Let's illustrate some of the design principles behind :mod:`pybedtools` by
merging features in :file:`a.bed` that are 100 bp or less apart (`d=100`)
in a strand-specific way (`s=True`):

.. doctest::

    >>> from pybedtools import BedTool
    >>> import pybedtools
    >>> a = BedTool(pybedtools.example_filename('a.bed'))
    >>> merged_a = a.merge(d=100, s=True)

Now `merged_a` is a :class:`BedTool` instance that contains the results of the
merge.

:class:`BedTool` objects must always point to a file on disk.  So in the
example above, `merged_a` is a :class:`BedTool`, but what file does it
point to?  You can always check the :attr:`BedTool.fn` attribute to find
out::

    >>> # what file does `merged_a` point to?
    >>> merged_a.fn
    '/tmp/pybedtools.MPPp5f.tmp'

Note that the specific filename will be different for you since it is a
randomly chosen name (handled by Python's :mod:`tempfile` module).  This
shows one important aspect of :mod:`pybedtools`: every operation results in
a new temporary file. Temporary files are stored in :file:`/tmp` by
default, and have the form :file:`/tmp/pybedtools.*.tmp`. 

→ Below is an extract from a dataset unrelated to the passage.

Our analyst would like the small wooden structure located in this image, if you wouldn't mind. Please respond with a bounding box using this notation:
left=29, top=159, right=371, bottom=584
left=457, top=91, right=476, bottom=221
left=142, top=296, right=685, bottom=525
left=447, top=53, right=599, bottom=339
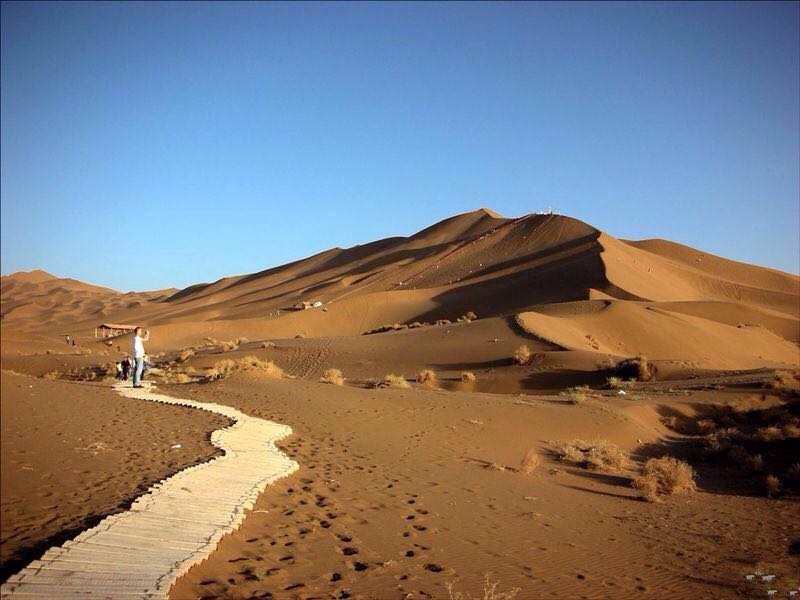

By default, at exit all temp files created during the session will be deleted.
However, if Python does not exit cleanly (e.g., from a bug in client code),
then the temp files will not be deleted.

If this happens, from the command line you can always do a::

    rm /tmp/pybedtools.*.tmp

In the middle of a session, you can force a deletion of all tempfiles created thus far::

    >>> # Don't do this yet if you're following the tutorial!
    >>> pybedtools.cleanup()


Alternatively, in this session or another session you can use::

    >>> pybedtools.cleanup(remove_all=True)

to remove all files that match the pattern
:file:`<tempdir>/pybedtools.*.tmp` where `<tempdir>` is the current value
of `pybedtools.get_tempdir()`.

If you need to specify a different directory than that used by default by
Python's tempdir_ module, then you can set it with::

    >>> pybedtools.set_tempdir('/scratch')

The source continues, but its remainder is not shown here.